Cadre 1: Accélérateur
Le CRL Booster de WSL suit deux pistes: d'une part pour les starters et d'autre part pour les scale-ups. Ce sont deux niveaux de maturité très différents. Il y a toujours de la place pour dix entreprises. La formation guide les entreprises pour qu'elles arrivent plus rapidement sur le marché. Elle met en lumière les ventes B2B et complexes, validant les premiers clients … « Atteindre les clients et faire du chiffre ! Nous savons que c'est le plus dur. Le 8 juillet, nous avions nos premiers diplômés », raconte Flémal.

Cadre 2: Startech : semer pour l'avenir
«La Wallonie manque encore d'entre-preneuriat », reconnaît Flémal. WSL a développé des antennes à Louvain-La-Neuve, Charleroi (ULB), Mons, Gembloux et Namur (informatique) et, avec son programme de sensibilisation Startech, elle s'est développée dans toutes les villes ayant une faculté d'ingénieur. L'incubateur d'étudiants en touche environ annuellement 500. « Notre message est qu'ils ne doivent pas forcément travailler pour de grandes entreprises. Des alternatives existent, comme créer sa propre entreprise et y construire une belle carrière. Nous construisons de cette manière en amont. C'est semer pour l'avenir. » Cela a un impact. L'entrepreneuriat des ingénieurs a changé. Mais il y a pénurie d'ingénieurs. Les femmes ingénieurs sont également rares. « Pour attirer les filles sur la technologie, il faudrait plus précocement aborder l’enseignement STEM et travailler encore plus tôt en profondeur. Les parents sont aussi à convaincre. Tout cela vient en surplus de notre travail quotidien. Le temps nous manque.»

Cadre 3: Relation limitée avec la Flandre
L'activité vis-à-vis des start-ups et des scale-ups en Flandre et en Wallonie  est-elle comparable ? Un benchmark est-il possible? «Difficile. Agoria et Sirris sont très concentrés sur la Flandre», constate-t-elle. «Beaucoup d'études comparatives sont trompeuses. Qu'est-ce qu'une PME ? À maintes reprises, différents paramètres sont utilisés.
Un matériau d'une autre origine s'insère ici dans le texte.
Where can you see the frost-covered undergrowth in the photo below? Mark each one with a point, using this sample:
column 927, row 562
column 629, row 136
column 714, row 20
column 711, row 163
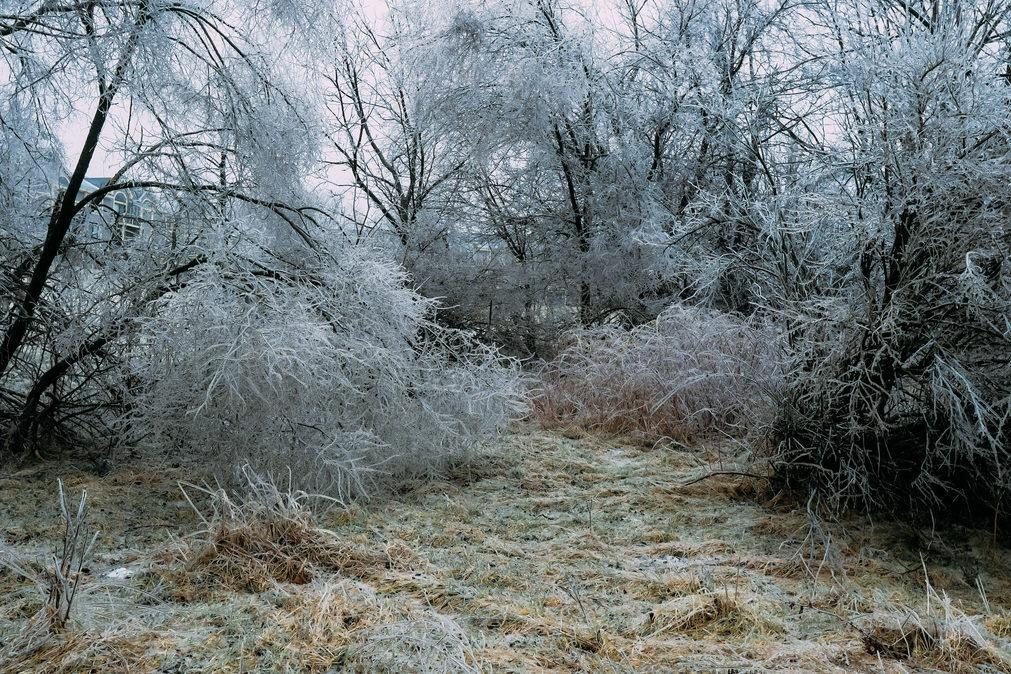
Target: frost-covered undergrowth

Quelle est la différence entre une entreprise technologique et une entreprise innovante ? La différence entre l'IA et le digital ? Si l'on démarre un benchmark, il faut savoir que les entreprises d'IA en Flandre et en Wallonie diffèrent. Il est difficile de classer les entreprises selon leurs compétences de base. Nous le faisons désormais pour l'ensemble de la Wallonie. » Les relations avec la Flandre sont limitées. « Le paysage flamand des start-ups est fort différent du wallon », explique Flémal, qui a eu des contacts ponctuels avec le VITO et qui entretient de bonnes relations avec l'imec. « La collaboration entre notre accélérateur Medical Devices avec Medtech Flanders, le réseau flamand d'entreprises de dispositifs médicaux, de partenaires de recherche, de fournisseurs et d'organisations partenaires, s'est bien déroulée. Nous recommencerons en 2022.»